Cos’era avvenuto?   CONTINUA....

NOTE

(1) Il delitto avvenne in quel tratto, e non dopo, perchè:
-Il casellante Tomasello Rosario, in una cunetta della linea ferrata, nei pressi del casello n. trentadue, cioè un po’ prima di arrivare alla stazione di Trabia, trovò una delle armi omicide, il coltello a lama triangolare intriso di sangue. Il pugnale bitagliente, invece, non si trovò mai.
-Dalla stazione di Trabia al ponte Curreri, dove il cadavere fu rinvenuto, il treno percorse un tratto di un km. e novecentoottanta metri impiegando due minuti. Agli assassini sarebbe mancato il tempo per aggredire quell’uomo, ucciderlo e gettarlo fuori dal treno.

(2) Sebastiano Vassalli, Il cigno, Einaudi, Torino 1993, pp. 7-11

(3) Quel fondaco era situato presso la stazione ferroviaria, in un punto però isolato e tale da poter servire come primo rifugio per i sicari. La polizia vi rinvenne indumenti macchiati di sangue. Ma, forse per depistare, c’erano stati messi dopo la perquisizione che i carabinieri, per proprio conto, avevano eseguito trovando, anche loro, capi di vestiario insanguinati.
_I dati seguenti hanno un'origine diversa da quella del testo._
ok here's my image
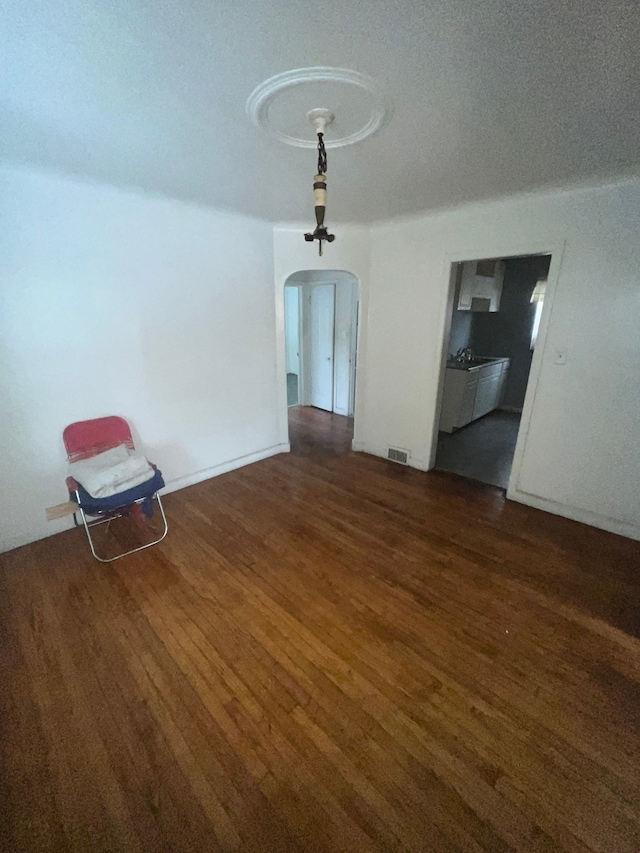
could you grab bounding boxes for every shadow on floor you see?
[435,410,521,489]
I misteri di quella casa e il ruolo di Andrea Barone e Angela La Monica, proprietari di essa, non furono mai svelati.

(4) Leopoldo Notarbartolo, Memorie della vita di mio padre Emanuele Notarbartolo di SanGiovanni, Tipografia Pistoiese, Pistoia 1949, pp. 282-283. Molte pagine di queste Memorie( pp. 165-182 ) sono dedicate al racconto del sequestro paterno, avvenuto quasi undici anni prima. Infatti il 12 aprile 1882, mentre da Mendolilla si recava alla stazione di Sciara (anche quella volta) a prendervi il treno, Emanuele Notarbartolo fu catturato dalla banda Rini.Verrà liberato il 18 aprile dietro pagamento d’un forte riscatto. Cinque erano i briganti, quattro travestiti da bersaglieri, uno da carabiniere. Quest’ultimo, il brigante Rotino, era di Bagheria, come Giuseppe Carollo. Catturato il 29 maggio, avrà la galera a vita.
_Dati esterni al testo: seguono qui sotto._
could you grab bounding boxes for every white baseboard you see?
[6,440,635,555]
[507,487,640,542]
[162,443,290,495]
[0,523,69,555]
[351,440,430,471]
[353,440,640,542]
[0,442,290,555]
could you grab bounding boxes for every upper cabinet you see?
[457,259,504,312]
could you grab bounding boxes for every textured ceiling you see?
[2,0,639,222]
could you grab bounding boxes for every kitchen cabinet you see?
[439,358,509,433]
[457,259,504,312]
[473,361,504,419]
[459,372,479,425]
(5) Paolo Valera, L’assassinio Notarbartolo e le gesta della mafia, G. Nerbini Editore, Firenze 1899, ristampa anastatica 1977, p. 300. Della banda fu anche uno che con la ferrovia nulla aveva a che fare. Quella sera una donna, Santa Sorge, col figlio, tornava a piedi lungo i binari, dalla stazione di Trabia al suo casello, ch’era un po’ più avanti rispetto al ponte. E qui trovò un uomo ansante che si sollevava dal cadavere. Giuseppe Sanfilippo, guardia campestre d’Altavilla, dirà che, recandosi a Trabia a comprar viveri, s’era imbattuto in quel morto. Incredibile: aveva abbandonato il servizio di guardia per fare dodici chilometri a piedi e, per giunta, stava per fare scuro , magari a Trabia trovava i negozi chiusi. Perché non farli ad Altavilla quegli acquisti? Si giustificò parlando d’un prestito che il fratello, che stava a Trabia, doveva fargli. E invece fu sospettato di essere lì ( per questo, affaticato, ansava ) a nascondere il cadavere in qualche anfratto sotto il ponte Curreri per ritardarne la scoperta o a trascinarlo sulle rotaie perché il treno successivo ( ormai dell’indomani essendo quella del delitto l’ultima corsa ) lo dilaniasse rendendolo irriconoscibile. Il sopraggiungere della casellante non glielo permise. Suonò il corno per richiamare altre guardie e, quando ne giunsero altre due, si dileguò. In seguito, quando sarà cercato, non lo si troverà. Aveva avuto tutto il tempo per fuggirsene in America.

(6) Vassalli, op. cit., pp. 15-22

(7) L’aria che tirava era particolarmente favorevole all’onorevole Palizzolo e alla mafia che egli rappresentava. Giovanni Giolitti, nel dicembre del 1893, aveva ceduto il governo a Francesco Crispi. E Raffaele Palizzolo era, per il momento, filo crispino.
Crispi aveva portato lo stato d’assedio in Sicilia, faceva sparare sui lavoratori dei Fasci, li arrestava e ne faceva incarcerare i dirigenti. Magistratura e forze di polizia avevano impegni più gravosi che dedicarsi seriamente all’assassinio del treno, per quanto eccellente.